Depending on the cause of the seizure, treatment will vary massively. For epilepsy, the most common treatment is medication for life. Always follow your vets advise with seizures. If your dog has a seizure, stay calm, time it from start to finish, and move out of your dog’s way enough so you are at a safe distance, but can monitor your dog. It is important you do not touch your dog whilst they are having a seizure as stimulation can make it worse. Turn off the lights and keep the room quiet. Move things away from them that they could hurt themselves on such as furniture. It is important to remember your dog cannot choke on his tongue. Your dog may urinate and defecate whilst having the seizure. Always ring your vet practice once the seizure is over to let them know what to do next. If your dog continuously seizes for more than 5 minutes, or comes out of a seizure and straight into another one (called cluster seizures), ring your veterinary surgeon and take them to the practice right away, as this is now a medical emergency, as your dog could over heat.


Entropion is an eye condition where the eyelids roll in towards the eye, causing the fur and lashes to rub onto the surface of the eyeball. It is mostly noticed in dogs under 6 months of age, and causes a lot of pain and irritation to the eyeball. It can affect one or both eyes. This is a genetic condition, and normally affects dogs that have wrinkly skin on their face such as chow chows, pugs and shar-peis, but is not limited to these breeds.


  • Red eyes
  • Rubbing eyes or pawing at eyes
  • Runny eyes
  • Eye ulcers
  • Discharge from eyes
  • Squinting eyes
  • Closing eyes repeatedly


Treatment depends on the severity of the condition. Some dogs have very mild entropion, and can go on to live happy and healthy lives, where the condition may cause an eye infection once or twice a year. Other dogs have very severe entropion and cannot be managed medically. Options including waiting or the puppy to grow up and grow out the condition, if the dog is still affected by 1 years old, the only cure is eyelid surgery. A vet will remove a small wedge of excess tissue from the affected eyelid, to make the eyelid turn outwards again, and stop rubbing on the surface of the eyeball. Surgery is incredibly successful, and will rectify the problem. If dogs are affected in both eyes, surgery can be done on both eyes at the same time.

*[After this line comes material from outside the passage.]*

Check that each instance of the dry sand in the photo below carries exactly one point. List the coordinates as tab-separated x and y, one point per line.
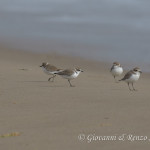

Panosteitis is a painful inflammation occurring on the surface of the long bones in young, growing dogs. It is sometimes referred to as ‘growing pains’. The most common bone it affects is the humerus (upper forelimb), but may also be found in other parts of the fore and hind limbs. It mainly affects larger breeds, but can affect breeds of any size. Symptoms may start to show from as early as 2 months of age, and continue until 2 years of age. The underlying cause is unknown, however there is thought to be a genetic link. Metabolism, stress, infection, or autoimmune components may also be factors. It is also thought that high protein, high calcium diets may predispose dogs to this condition.


  • Unexplained pain in one or more limbs
  • Shifting lameness
  • Mild to severe lameness
  • Licking the affected limb (licking can be a sign of pain)
  • Guarding the affected area


This condition tends to be self limiting, meaning over time it will resolve itself with some anti-inflammatory pain relief to make your dog feel more comfortable, as flare ups of this condition are incredibly painful. However, your vet may take x-rays under anesthetic to rule out any other injuries especially if pain relief doesn’t help, as there are many other conditions that cause lameness and pain in young dogs. During flare-ups, vigorous off lead exercise should be restricted to prevent more pain, however light exercise is encouraged. This condition should completely resolve when your dog is around 18-24 months of age (or fully grown).